Drone Agricultural Remote Technology remote pilot Tom O'Donnell said DART aimed to help farmers achieve the eradication of pests and weeds that would not otherwise be possible.
"The drones basically fills in a bit of a gap for farmers," he said.
"It allows them to attack any sort of woody weed that might be cleared after the drone's applied it's application. Once the woody weed has been cleared, farmers are able to use more for land production other than grazing."
By using drones, farmers will be able to access weeds they would not normally be able to reach. The use of the DART drones was common during wet seasons when farmers had paddocks engulfed in water.
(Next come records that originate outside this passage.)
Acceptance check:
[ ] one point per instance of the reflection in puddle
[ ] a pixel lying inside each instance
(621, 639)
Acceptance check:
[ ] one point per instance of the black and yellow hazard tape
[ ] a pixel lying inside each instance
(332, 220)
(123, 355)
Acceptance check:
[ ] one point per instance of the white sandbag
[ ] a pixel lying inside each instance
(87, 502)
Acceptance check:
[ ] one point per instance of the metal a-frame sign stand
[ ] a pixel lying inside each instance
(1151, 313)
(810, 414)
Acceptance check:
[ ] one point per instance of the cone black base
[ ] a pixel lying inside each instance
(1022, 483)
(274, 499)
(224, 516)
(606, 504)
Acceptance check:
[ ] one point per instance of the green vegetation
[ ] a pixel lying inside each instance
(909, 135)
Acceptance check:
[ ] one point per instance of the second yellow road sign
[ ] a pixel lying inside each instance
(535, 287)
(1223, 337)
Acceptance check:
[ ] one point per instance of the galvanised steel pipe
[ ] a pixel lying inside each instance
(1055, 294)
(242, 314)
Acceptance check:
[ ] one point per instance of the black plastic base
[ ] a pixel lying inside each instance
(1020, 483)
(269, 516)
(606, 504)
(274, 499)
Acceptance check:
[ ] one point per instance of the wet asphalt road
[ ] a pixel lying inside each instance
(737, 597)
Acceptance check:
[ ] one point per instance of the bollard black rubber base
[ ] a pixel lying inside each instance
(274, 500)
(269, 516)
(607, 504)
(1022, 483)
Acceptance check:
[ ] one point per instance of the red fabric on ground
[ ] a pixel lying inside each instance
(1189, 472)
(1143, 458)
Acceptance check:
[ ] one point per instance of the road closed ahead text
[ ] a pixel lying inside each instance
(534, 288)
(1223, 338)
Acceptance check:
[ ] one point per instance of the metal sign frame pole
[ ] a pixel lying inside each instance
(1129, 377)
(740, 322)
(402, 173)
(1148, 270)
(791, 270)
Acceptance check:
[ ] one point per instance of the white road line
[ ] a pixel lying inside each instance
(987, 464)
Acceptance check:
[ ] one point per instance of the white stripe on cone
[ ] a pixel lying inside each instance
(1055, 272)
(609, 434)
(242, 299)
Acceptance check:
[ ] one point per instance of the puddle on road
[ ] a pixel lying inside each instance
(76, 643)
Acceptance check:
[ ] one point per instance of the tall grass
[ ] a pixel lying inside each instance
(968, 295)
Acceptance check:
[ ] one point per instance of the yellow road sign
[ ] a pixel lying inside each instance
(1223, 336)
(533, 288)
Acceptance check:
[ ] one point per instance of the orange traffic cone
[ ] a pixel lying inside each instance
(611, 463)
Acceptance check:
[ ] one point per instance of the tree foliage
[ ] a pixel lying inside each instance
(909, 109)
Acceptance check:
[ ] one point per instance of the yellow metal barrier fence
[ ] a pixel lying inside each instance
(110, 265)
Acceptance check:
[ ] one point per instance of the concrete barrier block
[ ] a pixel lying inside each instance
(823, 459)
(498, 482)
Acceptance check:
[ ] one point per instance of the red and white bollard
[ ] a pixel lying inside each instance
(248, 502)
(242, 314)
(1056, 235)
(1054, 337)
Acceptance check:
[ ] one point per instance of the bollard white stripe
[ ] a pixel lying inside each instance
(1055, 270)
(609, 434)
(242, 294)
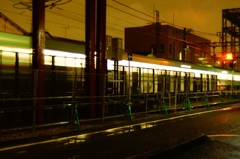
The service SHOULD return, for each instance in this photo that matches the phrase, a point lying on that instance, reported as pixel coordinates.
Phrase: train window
(156, 76)
(70, 62)
(182, 82)
(167, 82)
(48, 60)
(214, 82)
(172, 80)
(161, 81)
(8, 58)
(192, 77)
(80, 63)
(204, 82)
(25, 59)
(60, 61)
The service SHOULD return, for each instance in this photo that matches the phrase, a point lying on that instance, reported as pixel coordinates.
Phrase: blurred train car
(144, 80)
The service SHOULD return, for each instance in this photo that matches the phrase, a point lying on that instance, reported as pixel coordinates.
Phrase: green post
(162, 102)
(187, 101)
(205, 101)
(129, 106)
(221, 99)
(73, 111)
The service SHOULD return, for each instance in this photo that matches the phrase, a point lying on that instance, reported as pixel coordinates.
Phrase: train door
(214, 82)
(157, 74)
(161, 82)
(173, 76)
(136, 81)
(147, 80)
(204, 82)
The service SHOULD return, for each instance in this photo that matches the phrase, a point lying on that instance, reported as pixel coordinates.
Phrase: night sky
(204, 17)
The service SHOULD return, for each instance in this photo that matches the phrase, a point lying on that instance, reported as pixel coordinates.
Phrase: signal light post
(229, 57)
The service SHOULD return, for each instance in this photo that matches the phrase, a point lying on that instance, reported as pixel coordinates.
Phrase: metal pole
(129, 85)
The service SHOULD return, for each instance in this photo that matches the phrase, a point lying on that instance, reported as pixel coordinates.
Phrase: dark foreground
(208, 134)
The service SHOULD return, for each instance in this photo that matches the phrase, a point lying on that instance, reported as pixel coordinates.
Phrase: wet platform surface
(168, 137)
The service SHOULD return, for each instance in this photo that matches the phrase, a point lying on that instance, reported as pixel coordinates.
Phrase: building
(165, 41)
(7, 25)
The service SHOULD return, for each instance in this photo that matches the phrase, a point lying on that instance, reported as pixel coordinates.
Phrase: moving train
(141, 80)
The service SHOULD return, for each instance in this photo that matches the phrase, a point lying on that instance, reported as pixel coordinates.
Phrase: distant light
(229, 56)
(63, 54)
(185, 66)
(19, 50)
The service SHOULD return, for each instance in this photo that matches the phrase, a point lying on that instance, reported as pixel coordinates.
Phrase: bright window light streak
(224, 72)
(185, 66)
(63, 54)
(19, 50)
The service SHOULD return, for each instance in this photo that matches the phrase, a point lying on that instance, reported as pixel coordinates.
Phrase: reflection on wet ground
(82, 138)
(105, 133)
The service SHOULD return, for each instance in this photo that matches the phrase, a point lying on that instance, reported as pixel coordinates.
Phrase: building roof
(7, 25)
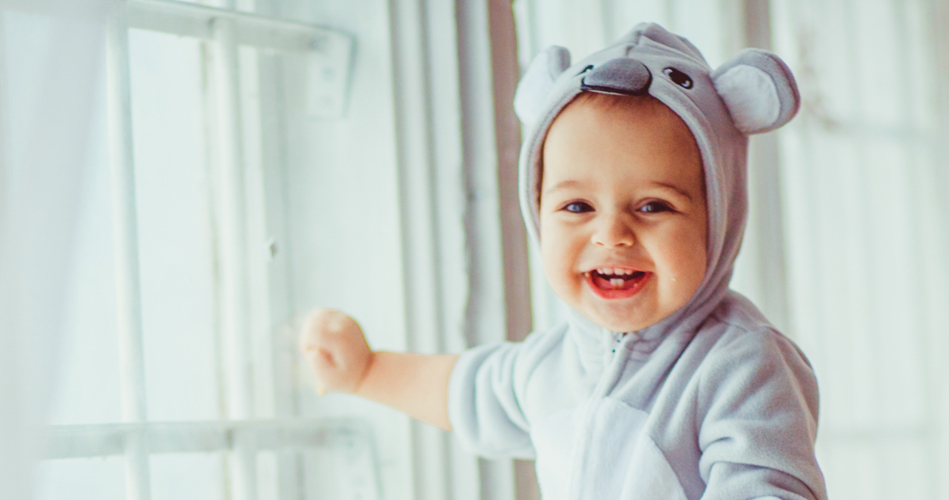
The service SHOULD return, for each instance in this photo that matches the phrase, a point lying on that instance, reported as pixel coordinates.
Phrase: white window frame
(136, 438)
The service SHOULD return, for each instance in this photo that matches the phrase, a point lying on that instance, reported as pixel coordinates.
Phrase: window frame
(135, 437)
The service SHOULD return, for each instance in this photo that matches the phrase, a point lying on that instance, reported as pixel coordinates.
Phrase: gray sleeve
(484, 402)
(758, 405)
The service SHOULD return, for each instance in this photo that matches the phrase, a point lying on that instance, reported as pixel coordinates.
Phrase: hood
(753, 93)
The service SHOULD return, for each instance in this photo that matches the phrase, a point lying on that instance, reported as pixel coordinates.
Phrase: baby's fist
(336, 350)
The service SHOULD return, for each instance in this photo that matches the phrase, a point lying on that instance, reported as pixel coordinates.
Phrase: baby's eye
(578, 207)
(655, 207)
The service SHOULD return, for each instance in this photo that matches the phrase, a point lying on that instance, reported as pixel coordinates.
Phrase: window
(191, 400)
(250, 162)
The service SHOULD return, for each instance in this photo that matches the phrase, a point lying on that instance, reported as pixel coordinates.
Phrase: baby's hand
(336, 350)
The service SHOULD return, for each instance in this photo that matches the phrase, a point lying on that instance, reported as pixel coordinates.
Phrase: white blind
(864, 177)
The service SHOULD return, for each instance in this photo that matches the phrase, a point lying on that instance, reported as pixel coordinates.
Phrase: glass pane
(81, 479)
(175, 227)
(188, 477)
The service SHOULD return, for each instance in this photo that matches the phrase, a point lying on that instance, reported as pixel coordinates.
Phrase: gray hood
(753, 93)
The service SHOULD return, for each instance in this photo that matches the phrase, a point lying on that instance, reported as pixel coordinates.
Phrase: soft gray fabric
(710, 402)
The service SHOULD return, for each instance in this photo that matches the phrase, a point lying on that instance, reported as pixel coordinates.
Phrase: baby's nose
(613, 232)
(619, 76)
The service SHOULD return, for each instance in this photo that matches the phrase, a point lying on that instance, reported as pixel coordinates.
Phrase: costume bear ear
(535, 85)
(759, 91)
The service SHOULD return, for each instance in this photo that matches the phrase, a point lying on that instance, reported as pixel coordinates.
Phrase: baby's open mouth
(615, 283)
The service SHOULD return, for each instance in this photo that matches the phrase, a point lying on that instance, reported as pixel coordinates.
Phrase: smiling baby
(662, 383)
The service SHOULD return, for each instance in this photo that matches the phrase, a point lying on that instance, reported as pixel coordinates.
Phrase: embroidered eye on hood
(752, 93)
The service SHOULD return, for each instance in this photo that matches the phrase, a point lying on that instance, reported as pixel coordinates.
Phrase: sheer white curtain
(856, 188)
(50, 58)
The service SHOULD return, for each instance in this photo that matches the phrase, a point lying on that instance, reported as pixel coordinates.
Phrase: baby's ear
(536, 83)
(759, 90)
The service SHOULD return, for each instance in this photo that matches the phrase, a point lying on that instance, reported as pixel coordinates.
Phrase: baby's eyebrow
(674, 188)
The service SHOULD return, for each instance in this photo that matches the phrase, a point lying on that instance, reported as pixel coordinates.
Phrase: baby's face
(622, 211)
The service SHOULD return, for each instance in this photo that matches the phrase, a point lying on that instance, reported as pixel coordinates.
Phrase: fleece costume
(711, 402)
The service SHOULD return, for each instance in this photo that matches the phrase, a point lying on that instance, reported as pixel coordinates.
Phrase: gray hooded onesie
(711, 402)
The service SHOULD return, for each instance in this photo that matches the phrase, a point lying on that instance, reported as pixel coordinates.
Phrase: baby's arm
(334, 346)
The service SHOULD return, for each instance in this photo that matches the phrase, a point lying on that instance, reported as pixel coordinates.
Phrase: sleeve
(485, 403)
(758, 407)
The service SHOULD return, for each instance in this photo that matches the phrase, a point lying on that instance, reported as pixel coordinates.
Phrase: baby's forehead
(602, 140)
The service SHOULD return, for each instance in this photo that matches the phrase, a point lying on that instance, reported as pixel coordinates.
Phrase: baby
(662, 383)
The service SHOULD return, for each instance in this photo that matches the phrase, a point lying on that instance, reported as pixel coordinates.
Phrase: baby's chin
(616, 318)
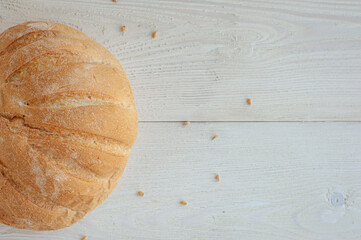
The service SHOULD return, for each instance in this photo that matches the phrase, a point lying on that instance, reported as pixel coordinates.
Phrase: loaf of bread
(67, 125)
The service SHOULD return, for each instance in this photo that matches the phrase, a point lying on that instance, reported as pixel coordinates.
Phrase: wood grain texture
(278, 181)
(297, 60)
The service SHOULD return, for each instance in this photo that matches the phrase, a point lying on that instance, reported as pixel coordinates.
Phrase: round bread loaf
(67, 124)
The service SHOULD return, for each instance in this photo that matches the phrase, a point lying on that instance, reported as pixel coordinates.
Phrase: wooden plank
(278, 181)
(297, 60)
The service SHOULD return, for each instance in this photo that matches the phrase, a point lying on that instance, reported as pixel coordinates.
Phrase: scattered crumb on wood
(186, 123)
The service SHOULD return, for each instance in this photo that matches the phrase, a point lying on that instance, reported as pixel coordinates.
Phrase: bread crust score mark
(67, 117)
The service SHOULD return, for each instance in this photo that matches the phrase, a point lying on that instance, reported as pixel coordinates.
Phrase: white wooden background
(290, 164)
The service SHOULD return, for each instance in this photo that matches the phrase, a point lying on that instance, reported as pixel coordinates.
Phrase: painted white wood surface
(277, 182)
(297, 60)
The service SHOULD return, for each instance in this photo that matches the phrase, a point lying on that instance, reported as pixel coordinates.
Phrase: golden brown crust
(67, 124)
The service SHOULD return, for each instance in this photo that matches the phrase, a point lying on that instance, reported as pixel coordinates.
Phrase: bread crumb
(186, 123)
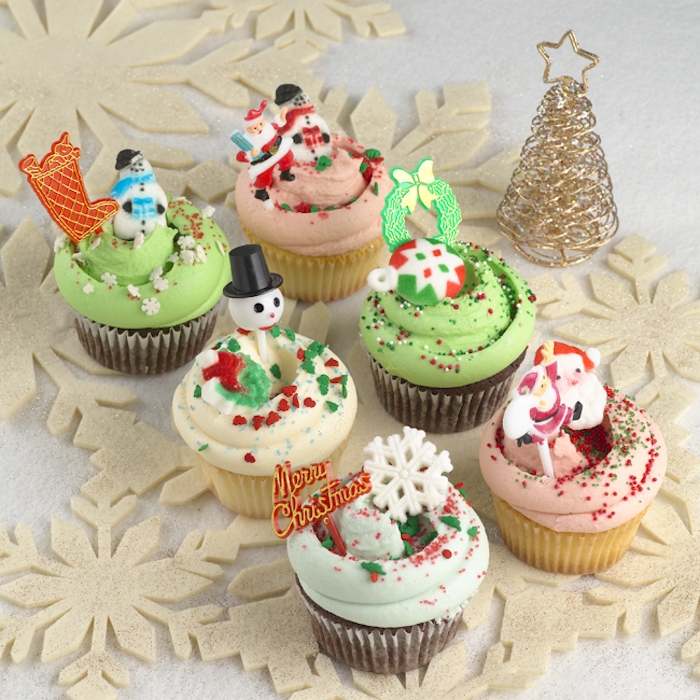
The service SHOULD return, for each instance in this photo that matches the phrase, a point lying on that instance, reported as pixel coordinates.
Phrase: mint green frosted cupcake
(148, 308)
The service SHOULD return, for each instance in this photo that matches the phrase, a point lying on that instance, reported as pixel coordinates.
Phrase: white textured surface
(645, 97)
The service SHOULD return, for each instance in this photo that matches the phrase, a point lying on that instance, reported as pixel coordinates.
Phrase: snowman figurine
(255, 301)
(308, 131)
(142, 202)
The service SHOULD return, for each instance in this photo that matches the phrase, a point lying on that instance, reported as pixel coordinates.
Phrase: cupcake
(572, 465)
(262, 395)
(446, 323)
(386, 577)
(142, 274)
(311, 199)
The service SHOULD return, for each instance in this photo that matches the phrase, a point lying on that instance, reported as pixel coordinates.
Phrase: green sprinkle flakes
(452, 522)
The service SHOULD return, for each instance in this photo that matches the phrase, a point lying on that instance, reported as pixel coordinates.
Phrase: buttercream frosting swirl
(458, 341)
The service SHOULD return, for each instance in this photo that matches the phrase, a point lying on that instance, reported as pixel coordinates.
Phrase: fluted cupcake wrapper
(251, 495)
(377, 649)
(434, 410)
(563, 552)
(323, 277)
(146, 351)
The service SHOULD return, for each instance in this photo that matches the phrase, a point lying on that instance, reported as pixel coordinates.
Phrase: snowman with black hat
(308, 130)
(142, 202)
(255, 301)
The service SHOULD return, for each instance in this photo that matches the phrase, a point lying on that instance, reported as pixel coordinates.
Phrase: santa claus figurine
(308, 131)
(265, 148)
(560, 390)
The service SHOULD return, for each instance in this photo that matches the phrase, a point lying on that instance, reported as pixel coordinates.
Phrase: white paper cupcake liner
(377, 649)
(149, 351)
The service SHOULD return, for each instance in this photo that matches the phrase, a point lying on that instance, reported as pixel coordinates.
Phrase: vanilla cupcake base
(377, 649)
(146, 351)
(563, 552)
(442, 410)
(251, 495)
(322, 277)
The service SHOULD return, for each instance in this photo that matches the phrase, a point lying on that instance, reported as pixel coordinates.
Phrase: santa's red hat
(590, 357)
(255, 114)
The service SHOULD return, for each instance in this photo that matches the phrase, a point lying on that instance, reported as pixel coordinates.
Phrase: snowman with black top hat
(255, 301)
(308, 130)
(142, 201)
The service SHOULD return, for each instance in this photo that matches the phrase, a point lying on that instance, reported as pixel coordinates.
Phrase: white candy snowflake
(150, 306)
(407, 474)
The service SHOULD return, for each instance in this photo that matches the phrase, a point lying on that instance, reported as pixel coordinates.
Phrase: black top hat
(249, 273)
(124, 158)
(286, 92)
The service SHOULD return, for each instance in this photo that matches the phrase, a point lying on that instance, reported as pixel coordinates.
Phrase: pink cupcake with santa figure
(572, 465)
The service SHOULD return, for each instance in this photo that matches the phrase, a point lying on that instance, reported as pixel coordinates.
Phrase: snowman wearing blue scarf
(142, 202)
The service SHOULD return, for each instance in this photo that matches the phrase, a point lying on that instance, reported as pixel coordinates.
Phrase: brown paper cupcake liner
(323, 277)
(146, 351)
(563, 552)
(442, 410)
(250, 495)
(377, 649)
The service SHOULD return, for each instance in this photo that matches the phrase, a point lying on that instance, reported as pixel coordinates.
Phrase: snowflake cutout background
(408, 474)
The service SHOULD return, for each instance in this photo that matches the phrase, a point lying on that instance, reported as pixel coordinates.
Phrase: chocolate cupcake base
(450, 410)
(378, 649)
(145, 351)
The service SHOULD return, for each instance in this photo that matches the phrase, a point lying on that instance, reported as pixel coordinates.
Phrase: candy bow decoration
(426, 270)
(58, 183)
(415, 185)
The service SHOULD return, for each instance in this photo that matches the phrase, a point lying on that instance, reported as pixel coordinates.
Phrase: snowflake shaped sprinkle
(407, 474)
(150, 306)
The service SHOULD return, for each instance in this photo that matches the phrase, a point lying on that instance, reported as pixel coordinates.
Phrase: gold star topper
(541, 47)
"Often during the wet times, like July this year, when there was a lot of rain around, we were spreading a lot of fertiliser," he said.
"That was really good for a lot of farmers who couldn't get off the land, because their paddocks were so wet and their tractors would just get bogged."
Mr O'Donnell said DART could use their drones to apply fungicides, insecticides, herbicides, along with snail and mouse bait with the spreader.
The capabilities of drones has been drastically improving and in five years the speed and efficiency of drones is expected to progress significantly, with new drones constantly getting unveiled, he says.
"At the moment, if we wanted to do 300 litres a hectare we can only travel at eight kilometres an hour," Mr O'Donnell said.
"With the new drones you can go a bit faster and get the job done a bit quicker for the landowners.
"It's hard to keep up with the latest trends and obviously people need the money to keep evolving."
While the DART spray application could be applied to different crops, Mr O'Donnell said it was most effective on high growing plants.
"With the faba beans and canola because the stalk is so high, it's hard for a boomspray to get in there and apply," he said.
"We come in and can travel a metre and a half above the crops and the downforce from the crop wash opens up the plant and moves across them. The spray goes right down to the bottom and it covers the whole plant from the ground up."
While DART focused on chemical spraying and fertiliser spreading, Mr O'Donnell said they also did land mapping.